Normalize the reactivity values to a scale between 0 and 1, where 0 represents no reactivity, and 1 represents the highest reactivity. This normalization is important for consistency and comparability.
Calculate Pseudo-Free Energy Contributions:
Use the SHAPE reactivity data to calculate pseudo-free energy contributions for each nucleotide. The pseudo-free energy is calculated using a formula such as:
ΔG = -RT * ln(1 - reactivity)
Where:
ΔG is the pseudo-free energy contribution.
R is the gas constant (approximately 0.001987 kcal/(mol·K)).
T is the temperature in Kelvin.
reactivity is the normalized SHAPE reactivity value for the nucleotide.
Determine a reference position with a pseudo-free energy contribution of zero. This reference position can be an unpaired nucleotide or a known base pair.
Use RNA Folding Software:
Utilize RNA secondary structure prediction software or algorithms that incorporate pseudo-free energy contributions. Popular software packages include RNAstructure, ViennaRNA, and others.
Input the RNA sequence, the calculated pseudo-free energy contributions, and any structural constraints or pairing information if available.
Run Secondary Structure Prediction:
Run the secondary structure prediction algorithm or software to generate the RNA’s secondary structure. The software will use the calculated pseudo-free energy contributions to guide the folding process.
The output will typically provide you with a predicted secondary structure, including base pairs and unpaired regions.
Analyze and Refine the Prediction:
Examine the predicted secondary structure and consider whether it aligns with known structural motifs or functional elements within the RNA.
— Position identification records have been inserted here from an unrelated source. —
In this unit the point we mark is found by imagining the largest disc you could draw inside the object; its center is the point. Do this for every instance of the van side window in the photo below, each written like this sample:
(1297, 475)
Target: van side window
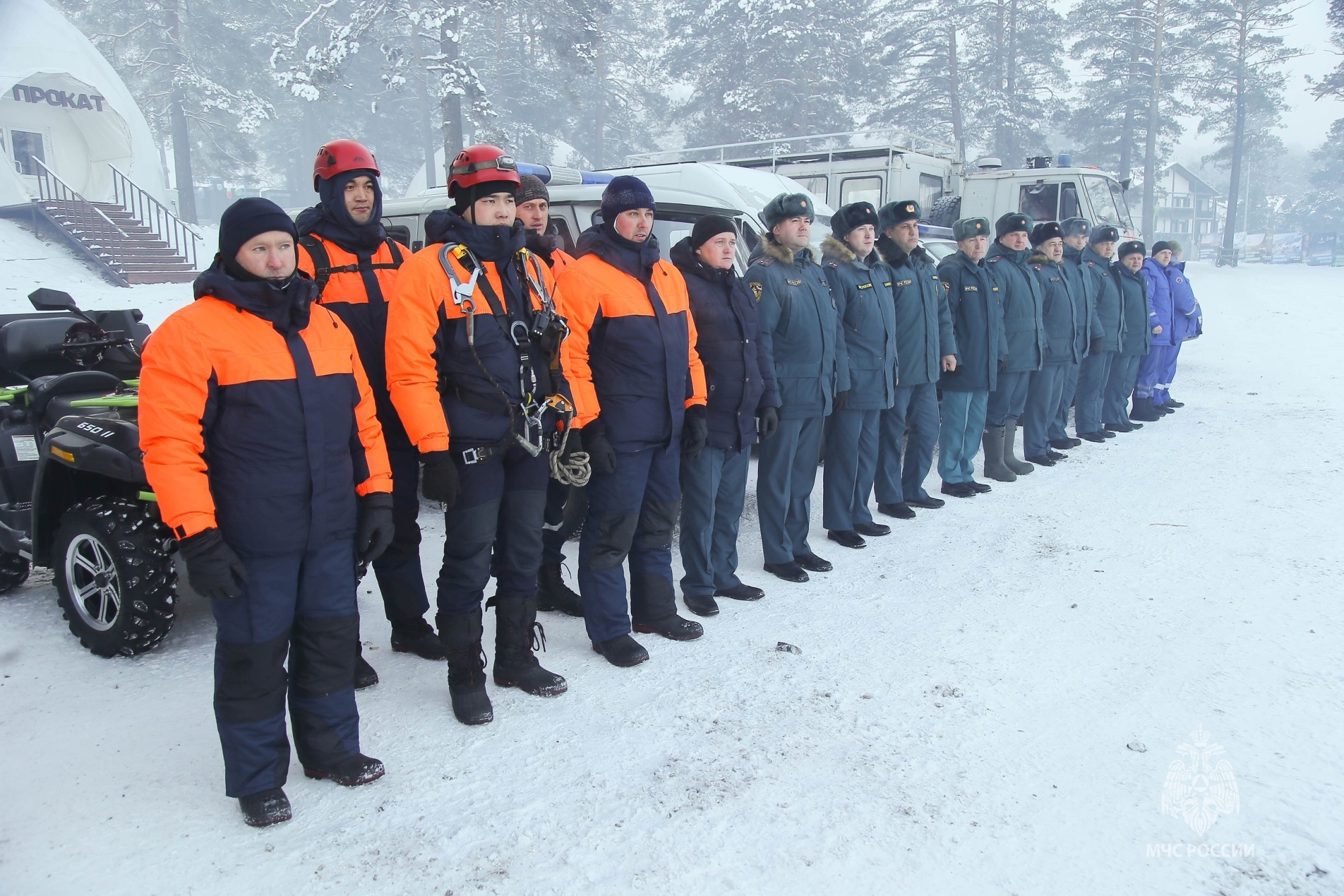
(859, 190)
(1069, 201)
(1040, 202)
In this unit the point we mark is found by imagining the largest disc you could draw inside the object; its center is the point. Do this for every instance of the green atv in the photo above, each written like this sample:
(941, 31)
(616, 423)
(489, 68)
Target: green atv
(73, 491)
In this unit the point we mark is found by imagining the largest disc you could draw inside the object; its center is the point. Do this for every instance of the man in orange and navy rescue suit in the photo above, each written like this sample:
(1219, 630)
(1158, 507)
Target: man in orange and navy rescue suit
(639, 393)
(471, 335)
(264, 449)
(343, 247)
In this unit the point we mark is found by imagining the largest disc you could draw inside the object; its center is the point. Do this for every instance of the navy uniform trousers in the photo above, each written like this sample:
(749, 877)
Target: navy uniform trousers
(631, 515)
(302, 607)
(714, 488)
(851, 467)
(501, 504)
(786, 474)
(916, 409)
(398, 569)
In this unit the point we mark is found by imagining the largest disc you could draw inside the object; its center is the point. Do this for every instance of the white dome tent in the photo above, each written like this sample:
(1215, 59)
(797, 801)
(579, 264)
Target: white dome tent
(79, 154)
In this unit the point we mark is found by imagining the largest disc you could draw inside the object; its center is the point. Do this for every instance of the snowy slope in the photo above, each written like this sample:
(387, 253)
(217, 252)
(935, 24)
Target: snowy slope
(956, 723)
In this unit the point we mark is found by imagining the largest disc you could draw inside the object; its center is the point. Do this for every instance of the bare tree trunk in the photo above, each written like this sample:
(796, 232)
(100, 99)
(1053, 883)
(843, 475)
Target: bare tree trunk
(423, 96)
(1154, 114)
(451, 49)
(600, 152)
(178, 119)
(955, 93)
(1228, 256)
(1127, 131)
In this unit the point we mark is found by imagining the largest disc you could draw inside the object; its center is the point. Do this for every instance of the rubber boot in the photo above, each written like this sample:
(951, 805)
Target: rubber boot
(517, 636)
(1143, 410)
(466, 668)
(1011, 461)
(553, 594)
(995, 467)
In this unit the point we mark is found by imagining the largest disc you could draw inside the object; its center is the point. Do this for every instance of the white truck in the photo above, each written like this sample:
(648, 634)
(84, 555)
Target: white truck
(886, 166)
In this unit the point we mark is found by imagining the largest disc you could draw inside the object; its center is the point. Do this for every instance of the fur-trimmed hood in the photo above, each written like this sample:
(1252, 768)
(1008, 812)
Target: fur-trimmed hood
(897, 257)
(835, 249)
(772, 248)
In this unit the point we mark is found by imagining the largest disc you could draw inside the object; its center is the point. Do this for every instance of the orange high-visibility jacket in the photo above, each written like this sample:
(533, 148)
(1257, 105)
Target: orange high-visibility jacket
(416, 369)
(268, 439)
(626, 361)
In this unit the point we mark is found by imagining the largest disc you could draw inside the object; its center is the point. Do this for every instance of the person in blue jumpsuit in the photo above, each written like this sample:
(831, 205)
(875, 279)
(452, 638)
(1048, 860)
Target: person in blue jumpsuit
(979, 327)
(1162, 319)
(1124, 370)
(743, 402)
(1026, 334)
(1095, 370)
(1064, 346)
(861, 285)
(802, 332)
(925, 347)
(1190, 324)
(1075, 232)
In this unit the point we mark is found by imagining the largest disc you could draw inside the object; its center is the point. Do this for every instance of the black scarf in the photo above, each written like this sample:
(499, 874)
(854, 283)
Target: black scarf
(286, 304)
(330, 220)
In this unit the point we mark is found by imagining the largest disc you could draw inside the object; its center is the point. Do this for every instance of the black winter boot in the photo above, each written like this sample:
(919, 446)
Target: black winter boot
(268, 808)
(517, 636)
(1144, 410)
(554, 596)
(462, 639)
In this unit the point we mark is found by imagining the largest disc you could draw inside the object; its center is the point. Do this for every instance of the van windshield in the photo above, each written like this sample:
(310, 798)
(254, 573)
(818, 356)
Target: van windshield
(1108, 202)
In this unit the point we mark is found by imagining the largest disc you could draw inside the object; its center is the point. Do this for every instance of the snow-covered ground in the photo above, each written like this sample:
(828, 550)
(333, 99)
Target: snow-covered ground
(986, 702)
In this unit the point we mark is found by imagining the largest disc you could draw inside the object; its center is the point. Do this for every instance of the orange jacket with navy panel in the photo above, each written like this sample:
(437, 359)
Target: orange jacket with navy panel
(268, 437)
(427, 339)
(360, 298)
(631, 353)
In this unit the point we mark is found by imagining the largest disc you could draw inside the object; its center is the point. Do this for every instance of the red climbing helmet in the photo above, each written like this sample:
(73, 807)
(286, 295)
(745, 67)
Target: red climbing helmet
(480, 165)
(342, 155)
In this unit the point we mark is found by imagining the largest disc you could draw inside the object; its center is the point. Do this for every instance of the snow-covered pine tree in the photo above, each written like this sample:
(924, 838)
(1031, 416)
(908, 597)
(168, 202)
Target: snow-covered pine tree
(193, 68)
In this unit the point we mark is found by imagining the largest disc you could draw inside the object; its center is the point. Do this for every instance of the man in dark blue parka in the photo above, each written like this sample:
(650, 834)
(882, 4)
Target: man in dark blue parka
(743, 400)
(1095, 370)
(861, 284)
(979, 326)
(1026, 332)
(802, 334)
(1064, 349)
(1124, 371)
(925, 347)
(1075, 232)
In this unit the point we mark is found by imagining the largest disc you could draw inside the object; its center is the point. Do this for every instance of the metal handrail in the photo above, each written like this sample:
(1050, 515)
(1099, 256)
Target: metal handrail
(88, 222)
(885, 138)
(157, 217)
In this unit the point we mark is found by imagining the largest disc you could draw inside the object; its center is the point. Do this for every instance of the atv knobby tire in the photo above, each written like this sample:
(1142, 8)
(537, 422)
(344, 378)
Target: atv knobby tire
(14, 572)
(116, 580)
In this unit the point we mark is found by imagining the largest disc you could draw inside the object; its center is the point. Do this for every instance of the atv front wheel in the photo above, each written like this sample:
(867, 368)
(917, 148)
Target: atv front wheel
(14, 572)
(115, 576)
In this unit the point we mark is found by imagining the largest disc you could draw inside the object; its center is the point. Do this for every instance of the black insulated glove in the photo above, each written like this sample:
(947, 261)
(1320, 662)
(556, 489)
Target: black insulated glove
(696, 431)
(213, 568)
(601, 455)
(439, 480)
(374, 531)
(768, 422)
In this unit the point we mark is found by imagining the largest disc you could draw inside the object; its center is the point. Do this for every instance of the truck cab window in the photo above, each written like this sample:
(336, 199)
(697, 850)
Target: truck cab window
(1040, 202)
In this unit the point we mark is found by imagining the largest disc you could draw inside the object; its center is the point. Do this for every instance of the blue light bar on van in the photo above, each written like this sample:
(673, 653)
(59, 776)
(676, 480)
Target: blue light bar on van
(560, 177)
Optionally, refine the prediction by adjusting the pseudo-free energy contributions or incorporating additional experimental data, if available.
Validate and Compare with Experimental Data:
If experimental structural data, such as chemical probing or NMR, is available for the same RNA molecule, compare the predicted structure with the experimental data to assess the accuracy of the prediction.
Iterate and Improve:
Depending on the quality of the prediction and the RNA’s complexity, you may need to iterate through the process, making adjustments to the pseudo-free energy contributions or exploring different structural constraints to improve the accuracy of the prediction.
It’s important to note that while SHAPE-guided structure prediction can provide valuable insights into RNA secondary structure, it is a computational approximation and may not always perfectly capture the full complexity of RNA folding. Careful consideration of the results and validation against experimental data are essential for a reliable prediction.